Hay momentos en la historia de un país que no admiten ligerezas. Colombia atraviesa uno de ellos. Lo que se viene no es una pelea de patio escolar, ni un duelo de ingenio en redes sociales. No será suficiente con la mordacidad de un meme, la sorna de una caricatura o la viralización de un video sarcástico para enfrentar la gravedad del momento político que vivimos. Al contrario, minimizar el riesgo que enfrentamos sería una forma muy cómoda —y peligrosa— de enterrar la cabeza en la arena mientras la tormenta se desata.
Desde hace meses, tal vez años, se viene tejiendo una estrategia con olor a reelección, aunque formalmente inconfesable. Una estrategia basada en la tergiversación deliberada, en las fake news diseñadas al milímetro, en disparates premeditados que no son producto de la ignorancia sino del cálculo. No hay improvisación: hay libreto. Los ataques son focalizados, los enemigos señalados y la victimización, constante.
La visibilidad se sostiene con una ocupación obsesiva de los horarios prime, con mensajes dirigidos a la emotividad y no a la razón. Todo esto, mientras se acumulan recursos cuyo origen huele a cloaca, y cuya finalidad parece ser la perpetuación del poder.
El problema no es sólo lo que se dice o se deja de decir desde el poder. Es la manera como se construye un relato que distorsiona la realidad para justificar el autoritarismo y alimentar la polarización. Es el uso sistemático de la mentira como herramienta de gobierno y de la confrontación como política pública. Frente a esto, el ingenio digital, por más creativo que sea, es inofensivo. La descalificación física, mental o ética del adversario, además de ser indigna, resulta inútil. No se trata de burlarse del Gobierno, sino de entender lo que está en juego.
Lo que se viene requiere mucho más que ironía. Requiere calma, inteligencia, decoro. Requiere análisis riguroso, estrategia colectiva, visión de país. Requiere altura moral y una profunda convicción democrática. No podemos seguir chapoteando en el mismo lodo esperando que por arte de magia las cosas cambien. Hay que emerger del barrial. Y eso sólo será posible con propuestas serias, articuladas, decentes. Con una nueva narrativa que no sólo denuncie la podredumbre, sino que inspire una alternativa.
¿Y qué podemos hacer como ciudadanos? Mucho. Más de lo que creemos.
Informarnos con rigor: Elegir bien nuestras fuentes de información.

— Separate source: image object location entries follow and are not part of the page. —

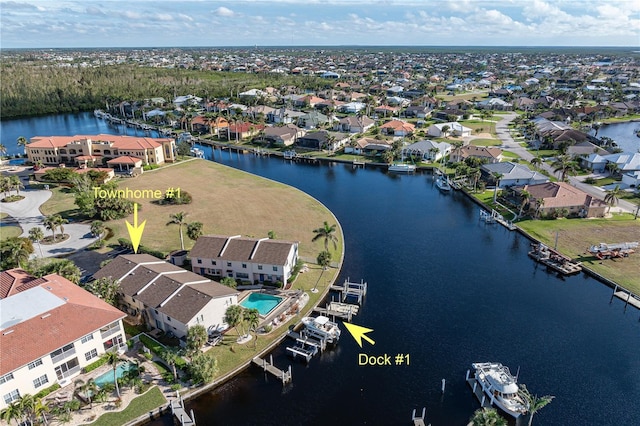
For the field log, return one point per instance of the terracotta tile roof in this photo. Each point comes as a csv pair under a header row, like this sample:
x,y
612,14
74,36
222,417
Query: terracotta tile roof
x,y
13,281
80,313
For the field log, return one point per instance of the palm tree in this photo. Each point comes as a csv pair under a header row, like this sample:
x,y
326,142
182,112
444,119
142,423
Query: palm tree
x,y
487,416
12,412
536,162
612,197
22,141
88,389
36,235
565,165
535,403
525,196
497,176
178,219
113,359
327,233
195,230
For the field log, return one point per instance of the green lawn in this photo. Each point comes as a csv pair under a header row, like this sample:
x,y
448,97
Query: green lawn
x,y
150,401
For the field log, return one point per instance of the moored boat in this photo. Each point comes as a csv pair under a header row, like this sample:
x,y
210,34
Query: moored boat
x,y
402,168
322,327
500,387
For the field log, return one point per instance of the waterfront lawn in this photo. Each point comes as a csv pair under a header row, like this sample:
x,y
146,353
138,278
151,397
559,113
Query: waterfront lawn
x,y
227,202
576,235
149,401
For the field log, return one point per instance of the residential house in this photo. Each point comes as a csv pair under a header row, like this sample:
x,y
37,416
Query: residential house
x,y
452,129
55,150
427,150
353,124
253,260
167,297
555,196
50,329
513,174
485,154
397,128
369,146
282,135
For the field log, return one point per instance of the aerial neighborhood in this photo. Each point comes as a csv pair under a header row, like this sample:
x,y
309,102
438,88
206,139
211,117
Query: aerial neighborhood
x,y
520,132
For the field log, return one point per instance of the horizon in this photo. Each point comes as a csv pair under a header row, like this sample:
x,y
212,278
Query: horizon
x,y
42,24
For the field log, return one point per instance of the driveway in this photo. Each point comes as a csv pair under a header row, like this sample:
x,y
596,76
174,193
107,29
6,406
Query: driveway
x,y
26,214
508,143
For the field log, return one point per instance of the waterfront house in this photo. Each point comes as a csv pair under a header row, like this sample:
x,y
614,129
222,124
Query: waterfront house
x,y
262,261
167,297
513,174
427,150
486,154
454,129
55,150
550,197
50,329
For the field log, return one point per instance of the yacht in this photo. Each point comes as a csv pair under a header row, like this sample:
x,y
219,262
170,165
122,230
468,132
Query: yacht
x,y
402,168
500,387
322,327
442,182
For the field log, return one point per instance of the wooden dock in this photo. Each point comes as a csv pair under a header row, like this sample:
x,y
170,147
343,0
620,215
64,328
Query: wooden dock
x,y
419,420
349,289
284,376
178,411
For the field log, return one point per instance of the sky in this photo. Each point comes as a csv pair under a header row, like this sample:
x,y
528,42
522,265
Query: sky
x,y
163,23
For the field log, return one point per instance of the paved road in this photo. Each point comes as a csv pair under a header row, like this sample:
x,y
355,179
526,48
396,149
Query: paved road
x,y
502,129
26,214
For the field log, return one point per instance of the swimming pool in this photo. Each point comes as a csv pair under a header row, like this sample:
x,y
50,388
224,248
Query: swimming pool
x,y
264,303
107,377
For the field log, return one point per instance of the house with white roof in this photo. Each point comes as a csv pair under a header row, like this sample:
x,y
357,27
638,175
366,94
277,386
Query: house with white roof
x,y
254,260
513,174
50,329
167,297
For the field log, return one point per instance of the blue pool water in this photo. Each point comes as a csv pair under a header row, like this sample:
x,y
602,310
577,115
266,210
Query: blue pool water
x,y
264,303
107,377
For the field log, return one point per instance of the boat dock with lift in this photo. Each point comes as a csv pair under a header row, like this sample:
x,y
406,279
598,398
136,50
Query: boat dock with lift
x,y
268,367
554,259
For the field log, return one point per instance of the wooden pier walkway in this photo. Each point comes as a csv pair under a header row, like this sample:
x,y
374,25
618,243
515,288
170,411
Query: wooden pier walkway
x,y
284,376
178,411
349,289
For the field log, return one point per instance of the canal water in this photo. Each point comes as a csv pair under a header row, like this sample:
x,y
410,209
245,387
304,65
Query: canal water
x,y
445,290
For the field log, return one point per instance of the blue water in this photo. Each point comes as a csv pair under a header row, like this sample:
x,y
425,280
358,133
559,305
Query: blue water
x,y
447,290
107,377
264,303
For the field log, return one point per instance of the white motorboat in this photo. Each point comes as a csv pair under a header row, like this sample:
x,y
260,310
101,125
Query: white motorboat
x,y
500,387
402,168
322,327
442,182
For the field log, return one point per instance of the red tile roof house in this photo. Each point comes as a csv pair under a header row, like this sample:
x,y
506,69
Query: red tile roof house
x,y
257,261
51,329
65,149
167,297
557,196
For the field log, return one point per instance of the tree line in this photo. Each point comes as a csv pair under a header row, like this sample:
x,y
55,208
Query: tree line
x,y
40,88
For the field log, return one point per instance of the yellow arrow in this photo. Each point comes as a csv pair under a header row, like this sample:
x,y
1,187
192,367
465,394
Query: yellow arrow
x,y
135,231
358,333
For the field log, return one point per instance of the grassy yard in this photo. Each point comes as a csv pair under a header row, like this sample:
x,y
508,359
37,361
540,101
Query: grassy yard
x,y
576,235
139,406
227,202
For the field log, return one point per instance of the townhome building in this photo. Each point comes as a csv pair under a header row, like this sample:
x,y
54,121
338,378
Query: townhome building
x,y
253,260
166,297
50,329
55,150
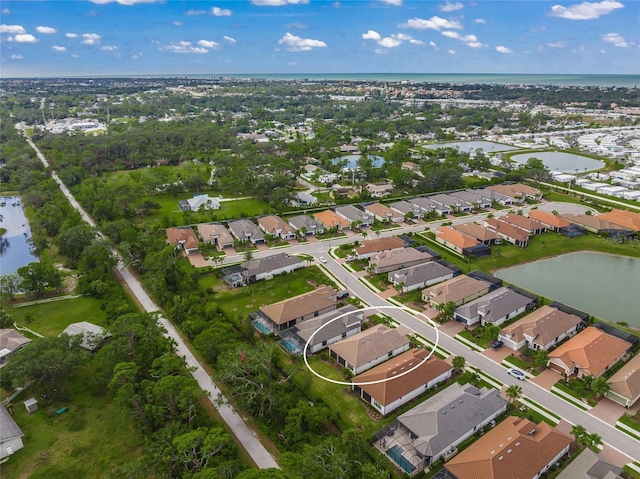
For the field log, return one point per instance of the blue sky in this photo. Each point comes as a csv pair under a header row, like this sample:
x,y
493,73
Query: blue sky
x,y
139,37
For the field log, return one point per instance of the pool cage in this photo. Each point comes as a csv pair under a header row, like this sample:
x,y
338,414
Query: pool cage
x,y
397,443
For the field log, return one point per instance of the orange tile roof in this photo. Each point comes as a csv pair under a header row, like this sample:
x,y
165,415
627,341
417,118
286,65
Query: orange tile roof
x,y
389,391
515,448
592,350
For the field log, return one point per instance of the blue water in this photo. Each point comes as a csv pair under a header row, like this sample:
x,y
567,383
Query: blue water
x,y
19,252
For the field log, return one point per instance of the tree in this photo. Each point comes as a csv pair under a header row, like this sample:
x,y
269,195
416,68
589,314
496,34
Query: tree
x,y
513,392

Contrastar, leer, preguntar. No compartir nada que no estemos seguros que es verdad. La desinformación es el oxígeno de los populismos.
Participar en espacios cívicos: Desde juntas de acción comunal hasta asociaciones, foros ciudadanos, veedurías y redes vecinales. La política no se hace solo en el Congreso: empieza en la cuadra, en la vereda, en la universidad, en el barrio.
Votar bien y hacer votar mejor: No basta con votar; hay que hacerlo de forma consciente, informada, responsable. Y hay que convencer a los indecisos, a los apáticos, a los frustrados. La abstención es un lujo que ya no podemos permitirnos.
Exigir rendición de cuentas: A los gobiernos locales, a los concejos, a las asambleas, al Congreso. No podemos seguir premiando la mediocridad ni normalizando la corrupción. La presión ciudadana bien organizada tiene poder.
Construir desde lo pequeño: Emprender, educar, formar, servir, aportar. Los cambios verdaderos rara vez vienen de arriba. Las transformaciones duraderas comienzan cuando la gente decente se organiza y actúa.
No caer en la trampa del odio: El país está herido, pero no podemos seguir alimentando la rabia. La salida no está en destruir al otro, sino en construir un nosotros. El respeto y la decencia deben ser armas políticas, no adorno moral.
Colombia necesita volver a creer. Pero para eso, primero necesitamos ciudadanos despiertos, valientes, generosos. No se trata de salvar una elección: se trata de salvar la democracia. Y lo que se viene —no nos quepa duda— no será a punta de memes.